How to counteract “The Northern Blues,” the kind of depression that hits in January because the only thing you have to look forward to is February and more of the same? Ugh. A daunting task at best! I think the answer lies in the “Creative Thinking” category, and in fact, maybe brings up something that we all need a dose of no matter what the climate may be.

HAVING FUN. Two simple words, but an all important concept. A great many members of our eventing community pursue their sport as an addendum to doing other things in life – having a family, working at a “real” job or jobs, having friends and doing the other “stuff” that makes up the fabric of day to day life. They are busy people who work hard for the privilege of partaking in a sport FOR THE FUN OF IT.

Are these busy people having fun riding, and if, after some honest self evaluation, the answer comes up on the negative side, what can be done about it? Are they perhaps putting such high expectations on themselves for whatever reason that the ensuing stress starts to erode the simple joy of sitting on the back of a horse? Is all the hard work, fatigue, and “not enough hours in the day” syndrome becoming a wasted effort? Is riding becoming a chore rather than an escape from the stressful realities of life?
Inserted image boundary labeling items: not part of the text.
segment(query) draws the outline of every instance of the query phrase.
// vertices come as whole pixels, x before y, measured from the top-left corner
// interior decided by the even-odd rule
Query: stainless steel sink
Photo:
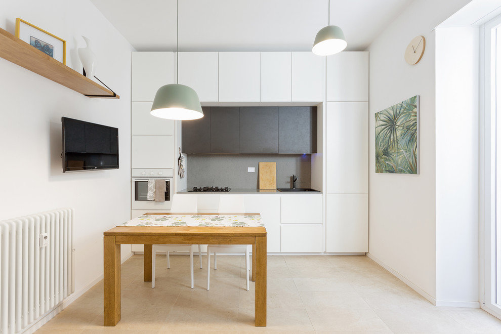
[[[320,192],[318,190],[315,190],[311,188],[277,188],[277,190],[281,192],[301,192],[302,191],[316,191],[317,192]]]

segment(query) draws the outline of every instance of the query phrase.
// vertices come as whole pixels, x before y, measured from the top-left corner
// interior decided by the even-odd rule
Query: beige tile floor
[[[143,281],[142,255],[122,265],[115,327],[102,325],[101,281],[36,333],[501,333],[501,320],[480,309],[434,306],[363,256],[268,256],[268,326],[255,327],[243,256],[218,257],[209,291],[196,262],[190,289],[187,256],[171,256],[169,270],[157,256],[154,289]]]

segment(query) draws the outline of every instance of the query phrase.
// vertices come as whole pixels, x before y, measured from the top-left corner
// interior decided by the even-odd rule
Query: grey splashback
[[[188,189],[218,186],[255,188],[259,186],[259,162],[277,163],[277,188],[291,188],[293,174],[297,188],[311,187],[311,156],[309,154],[188,154]],[[247,173],[254,167],[254,173]]]

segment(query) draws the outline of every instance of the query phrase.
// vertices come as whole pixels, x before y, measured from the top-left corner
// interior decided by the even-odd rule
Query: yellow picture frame
[[[66,40],[19,18],[16,19],[16,37],[66,65]]]

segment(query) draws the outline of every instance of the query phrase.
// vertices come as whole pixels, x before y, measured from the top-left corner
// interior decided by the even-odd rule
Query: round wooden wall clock
[[[425,37],[416,36],[407,46],[404,57],[405,61],[409,65],[414,65],[419,62],[425,53]]]

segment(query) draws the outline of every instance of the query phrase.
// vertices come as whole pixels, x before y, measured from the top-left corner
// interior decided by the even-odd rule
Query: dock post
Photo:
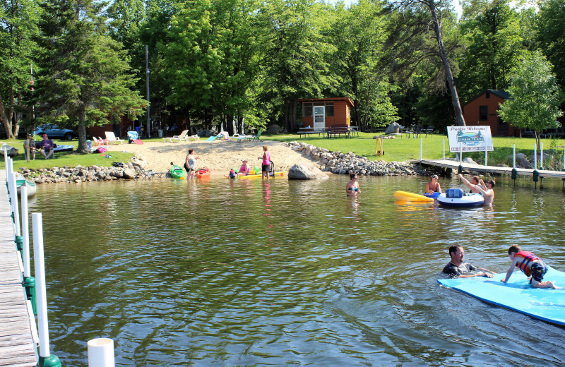
[[[444,138],[444,160],[446,160],[446,138]],[[565,160],[563,160],[563,169],[565,169]]]
[[[35,303],[35,278],[31,276],[30,269],[30,227],[28,217],[28,184],[21,186],[22,198],[22,238],[23,240],[23,281],[22,287],[25,289],[25,296],[31,302],[33,314],[37,314],[37,306]]]
[[[47,297],[45,284],[45,259],[43,255],[43,223],[41,213],[32,213],[33,255],[37,279],[37,324],[40,336],[37,367],[61,367],[59,358],[49,353],[47,325]]]
[[[114,340],[100,337],[86,343],[88,346],[88,366],[90,367],[114,367]]]

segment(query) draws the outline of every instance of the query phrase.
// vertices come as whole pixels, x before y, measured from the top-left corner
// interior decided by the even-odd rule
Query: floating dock
[[[459,167],[458,161],[448,160],[422,160],[415,161],[422,164],[427,166],[434,166],[443,168],[451,168],[457,170]],[[475,171],[477,172],[484,172],[494,174],[512,174],[512,167],[499,167],[497,166],[483,166],[482,164],[473,164],[472,163],[461,162],[461,167],[465,171]],[[533,177],[534,169],[526,168],[516,168],[518,176],[530,176]],[[537,169],[540,177],[550,177],[552,179],[565,179],[565,172],[563,171],[549,171],[547,169]]]
[[[0,366],[34,367],[37,359],[11,215],[6,170],[0,170]]]

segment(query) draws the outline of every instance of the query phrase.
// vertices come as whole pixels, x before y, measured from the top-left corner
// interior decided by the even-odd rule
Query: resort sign
[[[447,138],[451,152],[493,150],[490,126],[448,126]]]

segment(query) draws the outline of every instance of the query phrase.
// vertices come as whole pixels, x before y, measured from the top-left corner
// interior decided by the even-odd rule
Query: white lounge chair
[[[185,140],[186,141],[188,141],[188,139],[186,138],[186,134],[187,133],[189,133],[189,131],[188,130],[184,130],[182,133],[180,133],[180,135],[175,135],[174,136],[172,136],[171,138],[163,138],[163,141],[165,142],[165,141],[167,141],[167,140],[170,142],[182,141],[182,140]]]
[[[120,139],[119,138],[116,138],[116,136],[114,135],[114,133],[112,131],[105,131],[106,134],[106,140],[108,140],[108,143],[110,144],[114,144],[115,143],[119,143],[120,144],[124,144],[124,140]]]

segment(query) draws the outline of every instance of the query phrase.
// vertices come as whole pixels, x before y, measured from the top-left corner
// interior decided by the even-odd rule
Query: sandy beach
[[[248,160],[254,167],[261,167],[258,160],[263,155],[263,145],[267,145],[270,152],[270,160],[275,164],[276,171],[285,171],[295,163],[314,161],[301,153],[295,152],[286,143],[276,141],[216,140],[207,142],[183,141],[174,143],[143,142],[143,144],[117,144],[108,148],[108,151],[122,151],[141,154],[147,161],[148,168],[155,172],[168,171],[171,162],[182,166],[189,149],[194,150],[194,155],[200,157],[196,168],[208,167],[213,176],[227,174],[233,167],[239,168],[242,160]]]

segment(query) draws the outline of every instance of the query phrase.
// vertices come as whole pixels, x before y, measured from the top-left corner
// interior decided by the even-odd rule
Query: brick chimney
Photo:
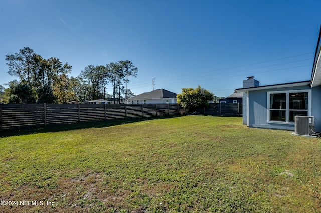
[[[243,81],[243,88],[252,88],[260,86],[260,82],[254,80],[254,77],[251,76],[247,77],[247,80]]]

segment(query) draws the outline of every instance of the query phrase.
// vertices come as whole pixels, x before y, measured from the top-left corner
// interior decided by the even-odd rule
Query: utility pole
[[[154,86],[155,86],[155,83],[154,82],[154,80],[155,78],[152,78],[152,90],[154,90]]]

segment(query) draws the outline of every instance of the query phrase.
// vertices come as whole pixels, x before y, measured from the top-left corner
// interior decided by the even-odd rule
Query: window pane
[[[285,110],[286,106],[286,94],[271,94],[270,95],[270,108],[271,110]]]
[[[270,120],[275,122],[285,122],[286,111],[280,110],[270,112]]]
[[[290,122],[294,122],[295,116],[307,116],[307,111],[290,111]]]
[[[290,93],[290,110],[307,110],[307,92]]]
When I was pondering these questions, my mind kept returning to things I used to do with my horse when I was a kid – back before bodily parts hurt in the mornings and before life taught me that bad things sometimes do happen to good people. I remember on mornings following an overnight snowstorm hopping on my horse bareback and galloping through the woods like a stripe assed ape jumping logs that because of the snow on top of them looked twice as high as they actually were. I remember organizing impromptu “horse shows” with friends – (yes, organizing even back then!) – which by the way I always won because I made up and changed the rules to suit. Hard hats? I don’t think we ever wore them unless we had to! I remember sneaking out of the house at night and sitting on my horse in the pasture for hours just wandering around until the poor guy would get bored and scrape me off on his stall door. I remember teaching one of my Appaloosas to fetch and return thrown sticks. He got really good at it! I remember when I was seriously competing my hunter at the indoors and later doing the midwestern eventing “circuit” having my horse’s shoes pulled and giving him six weeks off. Does anyone do that anymore? It was great for him. Better for me! All my competition horses in whatever discipline I was doing at the time fox hunted. They were expected to be multipurpose animals – and they were.

I had fun doing all this stuff. I think if I’d only been limited to doing one thing – riding in a ring, taking lessons, competing – I wouldn’t have lasted very long doing horses. Boredom would have driven me out. I also found that exclusively doing just competing turned me into somebody I didn’t like very much – somebody overly focused on winning the next competition to the exclusion of everything else.

I was talking about the winter blahs with an instructor at a local stable and asked her what she does with her riders to keep them fresh. She said she digs deep for new things to keep their interest – musical drills, broom polo, impromptu “Grand Prix” jumper classes, even horseless horse shows – and as much hacking through the snow drifts as possible.

I love EN’s “View From My Horse” photos. They epitomize to me having those wonderful fun moments of communication between a person and a horse that make it all worthwhile, moments that I fear have become all too rare as riders chase after this or that goal. Maybe after all the value of the northern winter is forcing us to slow down and smell the roses for a while before the rat race starts all over again!